Are you hoping to land a job as in-house Finance Manager for a company? If this is the first time that you are applying for a leadership role, you might be wondering if you have the relevant skills for the job. But don’t forget, seasoned managers’ leadership skills are also regularly tested with new challenges. So, whether you are a newbie or a veteran in a leadership role, make sure that you read through our checklist of 6 essential leadership skills for Finance Managers.
In Finance, you come across numbers by default and knowing how to analyse the data is essential. According to the Corporate Finance Institute, analytical skills is “an individual’s ability to identify a problem, investigate to find out relevant facts, and find a logical solution”. As a Finance leader you should, for example, be able to track any irregularities in your company’s spending behaviour by looking at your daily, weekly or monthly outgoings.
Following on from the analytical skills, it helps if you also have strong reporting skills as the head of a finance department. For example, you might have to run weekly reports for the Managing Director which are showing the cashflow of the company. Firstly, knowing how to find the data is half the battle, so having the right software in place which produces the information in real-time is essential. Secondly, make sure that you create a report that is easily digestible and well-presented. Whoever asked for the data doesn’t want to waste their time filtering through irrelevant information, but much rather wants to have the key findings brought to their attention quickly.

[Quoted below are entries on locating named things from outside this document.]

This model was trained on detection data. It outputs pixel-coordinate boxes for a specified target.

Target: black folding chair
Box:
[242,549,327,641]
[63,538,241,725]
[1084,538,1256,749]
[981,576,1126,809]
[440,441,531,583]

A successful leader of a Finance team should also be tech savvy. Why is this so important? Finance teams usually work with different accounting packages which store the financial business data and are used to perform business day-to-day transactions. Without a good grasp for technology, a Finance Manager would not be able to do their job. Especially since the government rolled out their making tax digital scheme in 2019, which requires that all VAT-registered businesses keep digital records and use software to submit their VAT returns.
Another leadership skill for Finance Managers in 2022 is the ability to communicate to their team members via different channels. A few years ago, this might have only included phone, email and face-to-face, but since the pandemic, we’ve all experienced the rapid growth of video calls and app communication messengers. As a successful leader, make sure that you familiarise yourself with different communication platforms and gain an in-depth understanding about the preferred method of communication of your team members. For example, not everyone feels comfortable with video calls and some people still prefer to speak face-to-face. Successful leaders spot and address this and are themselves rewarded with a thriving and highly productive team.
To become a successful leader of a modern finance team you should make it your priority to delegate tasks to team members. It’s a matter of fact that leaders can’t do all the work themselves. Identifying from the beginning, where different strengths of their finance team members lie, and delegating work and responsibilities to them according to their strength, will not only free up the time of the Finance leader, but also empower individual employees. The process, however, only works if the Finance Manager monitors the performance of individual employees and gives them feedback and potential to grow in regular one-to-one sessions.
And last but not least, Finance Managers should be able to address continuous development in the workplace. On the one side this means that Finance Managers invest in their own professional growth by upskilling themselves through industry events and trade body publications. On the other side, leaders are advised also to offer their team members a platform to grow. By this we mean that they should, for example, offer regular training sessions to upskill staff on software they are working with. This could be an internal training session by an experienced team member or an external training session by an expert outside of the company. Another example would be to give team members, who would like to progress in their careers, the option of attending further education courses in developing their skills. The support could range from financial help or time off to study, depending on what the individual requires. If your company can offer exciting training and development opportunities, you also might be able to attract a wider range of candidates when you hire a new finance team member, as this is something especially millennials are looking for.